I wonder if his wife thought he was having an affair. Did she have his location shared on her phone? Was she cursing his name and sending him nasty text messages, accusing him of doing something wrong when really he was face down in a puddle of dried drool, dead as a doornail? She probably wished it was an affair when she got the news he was dead. Though if he were my husband, a heart attack would be better than cheating on me. No man hurts me and gets away unscathed.

And I also wonder if the demon residing in Bobby’s body is as bored as I am, listening to the sermon droning on and on for what feels like forever. I have to suppress a laugh as I imagine the stiff, embalmed body suddenly sitting up. Normally, the most startling part about a person possessed by a demon is how their eyes are inked over from demonic energy. But if Bobby was properly embalmed, then eyelid caps would be over whatever is left of his eyeballs. Would the demon flick them off? Maybe they’d just fall off on their own.

I’ve encountered demons who have possessed dead bodies—which is lazy, if you ask me—but not a body that’s been laid out for a viewing like this. It was smart, perhaps, for the demon to slip into a body as it was being wheeled to the morgue. And it was smarter to lay low, waiting through the whole embalming process, laying still inside the empty body as it was washed and dressed for today. Smart, but not smart enough to evade my locator spell.

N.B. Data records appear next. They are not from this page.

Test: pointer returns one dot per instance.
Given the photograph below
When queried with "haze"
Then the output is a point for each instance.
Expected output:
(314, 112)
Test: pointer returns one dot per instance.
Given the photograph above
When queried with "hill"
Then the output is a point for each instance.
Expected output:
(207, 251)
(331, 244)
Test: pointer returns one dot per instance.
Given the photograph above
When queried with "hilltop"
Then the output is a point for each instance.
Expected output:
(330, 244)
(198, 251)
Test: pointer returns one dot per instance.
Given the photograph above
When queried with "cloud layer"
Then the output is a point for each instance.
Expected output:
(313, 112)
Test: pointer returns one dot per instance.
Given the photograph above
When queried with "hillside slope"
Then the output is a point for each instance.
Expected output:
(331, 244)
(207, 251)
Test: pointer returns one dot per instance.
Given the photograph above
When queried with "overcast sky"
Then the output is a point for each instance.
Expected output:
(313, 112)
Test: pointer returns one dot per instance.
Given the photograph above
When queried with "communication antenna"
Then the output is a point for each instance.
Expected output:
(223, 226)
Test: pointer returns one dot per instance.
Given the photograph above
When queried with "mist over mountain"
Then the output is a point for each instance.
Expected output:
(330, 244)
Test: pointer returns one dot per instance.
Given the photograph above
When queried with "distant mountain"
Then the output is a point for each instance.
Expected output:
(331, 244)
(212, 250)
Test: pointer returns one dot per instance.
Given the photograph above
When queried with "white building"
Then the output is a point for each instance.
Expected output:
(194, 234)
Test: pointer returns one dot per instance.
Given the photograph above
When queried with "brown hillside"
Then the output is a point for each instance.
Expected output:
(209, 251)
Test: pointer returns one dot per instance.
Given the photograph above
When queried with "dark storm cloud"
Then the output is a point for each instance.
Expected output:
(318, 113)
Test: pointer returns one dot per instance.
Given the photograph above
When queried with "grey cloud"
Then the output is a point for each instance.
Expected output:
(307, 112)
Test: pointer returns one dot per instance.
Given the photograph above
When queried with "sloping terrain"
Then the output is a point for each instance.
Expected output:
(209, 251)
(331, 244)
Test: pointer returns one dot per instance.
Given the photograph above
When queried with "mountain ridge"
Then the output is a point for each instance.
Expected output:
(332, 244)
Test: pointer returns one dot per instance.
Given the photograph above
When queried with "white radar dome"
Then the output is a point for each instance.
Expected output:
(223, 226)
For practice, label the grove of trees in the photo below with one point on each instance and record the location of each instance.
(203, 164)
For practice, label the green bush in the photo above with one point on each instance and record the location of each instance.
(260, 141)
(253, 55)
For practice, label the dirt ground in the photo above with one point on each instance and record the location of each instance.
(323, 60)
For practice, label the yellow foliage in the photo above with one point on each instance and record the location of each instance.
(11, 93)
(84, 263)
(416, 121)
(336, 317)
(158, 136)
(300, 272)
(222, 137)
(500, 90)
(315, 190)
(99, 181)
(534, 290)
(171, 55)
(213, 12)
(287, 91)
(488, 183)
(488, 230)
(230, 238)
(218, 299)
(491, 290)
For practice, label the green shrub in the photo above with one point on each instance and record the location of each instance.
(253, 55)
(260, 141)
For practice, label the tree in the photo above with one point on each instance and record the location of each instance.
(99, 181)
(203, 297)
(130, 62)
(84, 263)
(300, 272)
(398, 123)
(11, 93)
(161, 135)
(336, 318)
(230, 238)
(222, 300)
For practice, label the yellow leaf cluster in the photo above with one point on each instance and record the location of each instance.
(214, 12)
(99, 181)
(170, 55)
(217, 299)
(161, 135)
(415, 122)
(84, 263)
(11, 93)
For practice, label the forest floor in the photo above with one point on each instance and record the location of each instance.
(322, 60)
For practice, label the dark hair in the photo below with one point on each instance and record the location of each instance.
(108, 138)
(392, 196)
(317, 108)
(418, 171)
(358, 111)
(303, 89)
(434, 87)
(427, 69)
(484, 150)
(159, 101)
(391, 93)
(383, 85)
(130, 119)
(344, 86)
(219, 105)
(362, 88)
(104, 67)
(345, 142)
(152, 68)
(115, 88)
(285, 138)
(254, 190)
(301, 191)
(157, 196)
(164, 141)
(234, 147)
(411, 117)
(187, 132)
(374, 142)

My phone dings with a text, and I make a face, silently apologizing to the same woman who judged me for wearing workout clothes. Really, they’re practical and comfortable, which is a winning combination in my book. And talk about unassuming. Did I just come back from a Pilates class and now I’m on my way to meet the other housewives for organic, gluten-free, non GMO, sugar-free, low carb smoothies or did I just cut the heart out of a forest hag who’s been terrorizing a small village in the Appalachian backwoods, where everyone knows the myths but not how to kill the monsters that lurk in the dark?